Further, at least four other PTI MPs were neither present nor exercised their votes. As such, the party head cannot be given an unbridled and unchecked authority to pick and choose from amongst members of his party who are similarly placed for the purpose of issuing declaration against them under Article 63A.

The judgment said the stance taken by Gulalai in her response to the show-cause notice issued by Imran Khan was not considered, which violated her legal and constitutional rights.

The bench wrote that it carefully perused the ECP judgment and found that it had recorded findings of fact after scrutiny and analysis of evidence and the record produced before it. There is neither misreading nor non-reading of evidence or any flaw or perversity or reasoning in the impugned order. Imran Khan’s lawyer has not been able to point out any error of law or fact calling for interference in the ECP judgment.

The verdict pointed out that Gulalai did not follow up with an intentional and voluntary act of resignation in the form of submitting her resignation in writing under her hand to the party head. It said the bench specifically asked Imran Khan’s lawyer if there is any document submitted by her and duly signed by her which may constitute a letter of resignation. He has candidly admitted that no such document is in existence or in possession of Imran Khan.

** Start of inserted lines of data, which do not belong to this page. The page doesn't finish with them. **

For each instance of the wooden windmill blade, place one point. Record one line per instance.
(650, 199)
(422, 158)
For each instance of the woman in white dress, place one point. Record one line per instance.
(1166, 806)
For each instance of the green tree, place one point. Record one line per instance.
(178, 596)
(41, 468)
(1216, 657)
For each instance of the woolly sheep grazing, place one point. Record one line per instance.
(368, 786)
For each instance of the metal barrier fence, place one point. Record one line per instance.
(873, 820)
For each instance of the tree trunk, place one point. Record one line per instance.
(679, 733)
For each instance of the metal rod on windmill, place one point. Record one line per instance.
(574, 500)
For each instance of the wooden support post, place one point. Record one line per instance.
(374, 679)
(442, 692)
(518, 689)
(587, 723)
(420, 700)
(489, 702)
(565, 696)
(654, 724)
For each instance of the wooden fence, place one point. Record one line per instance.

The judgment said it is also significant to note that the alleged speech/statement of Gulalai was not made on the floor of the National Assembly. On the contrary, during a speech made on Aug 7, 2017 on the floor of the House, she categorically stated that she neither had nor will resign from her party. The PTI constitution provides the manner in which a citizen may become its member. But it does not contain any provision which deals with resignation or removal from the party. Therefore, considering the totality of circumstances before the bench, it finds it difficult to hold that Gulalai had tendered her resignation, the verdict said.